A long time ago, in—well, you know. Luke wants to help his buddies fight the war against space Hitler, but his uncle says he can’t. But then his uncle dies so now he can.
And he’d better get a move on because the Empire’s building the Death Star, a planet-destroying super weapon. With help from a wisecracking pilot and the ghost of a British space wizard (and a laser sword and the Force), Luke blows up the Death Star.
Oh, there’s also a growling big foot and a princess. The end.
How the Game Tells It
In this version, Luke’s not too busy to fight the Empire because he’s bogged down with chores. Instead, he’s running around, torturing and exploding animals for no reason. He also keeps jumping into monster-filled sandpits instead of going around them.
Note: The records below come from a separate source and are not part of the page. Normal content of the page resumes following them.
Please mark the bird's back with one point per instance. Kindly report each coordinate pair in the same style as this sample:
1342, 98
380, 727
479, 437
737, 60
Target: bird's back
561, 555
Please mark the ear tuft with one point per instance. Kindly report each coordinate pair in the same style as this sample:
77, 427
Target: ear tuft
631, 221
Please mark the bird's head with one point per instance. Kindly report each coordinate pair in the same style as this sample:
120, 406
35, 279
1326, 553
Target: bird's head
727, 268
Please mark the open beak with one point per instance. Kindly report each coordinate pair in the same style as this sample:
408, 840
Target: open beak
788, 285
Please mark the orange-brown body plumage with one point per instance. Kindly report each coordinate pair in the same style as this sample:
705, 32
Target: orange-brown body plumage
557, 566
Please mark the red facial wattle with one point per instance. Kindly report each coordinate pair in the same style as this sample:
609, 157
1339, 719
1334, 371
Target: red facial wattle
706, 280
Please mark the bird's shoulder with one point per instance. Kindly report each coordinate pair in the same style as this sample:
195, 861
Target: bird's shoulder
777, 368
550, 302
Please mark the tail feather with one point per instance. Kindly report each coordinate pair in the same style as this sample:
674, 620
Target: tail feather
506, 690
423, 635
“Beware of monsters, huh? Heroes laugh at warning signs!”
Luke: Genocidal Maniac
Next, he finds a stranded C-3PO who sends him on a quest to save R2-D2 from Jawas. (Jawas are the hooded dwarf creatures who sold Luke the droids in the movie.)
Luke then proceeds to murder the crap out of a million Jawas and decimate their place of business. Hilariously, they scream, “TEE-HEE!” as Luke’s laser blasts send their bodies flying.
“TEE-HEE! That tickles!”
Murder, Murder, Murder
Next, R2 plays Leia’s message, prompting Luke to search for Obi-Wan. Naturally, Luke does this by reducing animals to puddles of snot and blasting the humanoid natives to smithereens.
Finally, Luke receives his fated lightsaber. 3 seconds later, he realizes that it’s nowhere near as effective as his other weapons, so he puts it away and never uses it again.
“You want me to use a sword? Against an army of armored gunfighters? Are you insane?”
Yup, More Murder
Luke then arrives at Mos Eisley where, in the movie, Obi-Wan uses stealth and Jedi Mind Tricks to avoid causing a scene. And by “a scene,” we mean “excess violence that will get everyone killed.”
In this version, getting everyone killed is Luke’s answer to everything. So, he busts into town, guns blazing, and blows up anything that moves.
We think you can see where things go from here. The game repeatedly takes obscure Star Wars creatures out of context and has Luke execute them with extreme prejudice. Here, we see Luke battling that Claymation monster from Chewbacca’s chessboard.
No caption necessary.
Try These Ridiculous Video Games Based on Movies
We hope you enjoyed our account of these ridiculous video games based on movies. But to truly revel in this madness, try these games for yourself.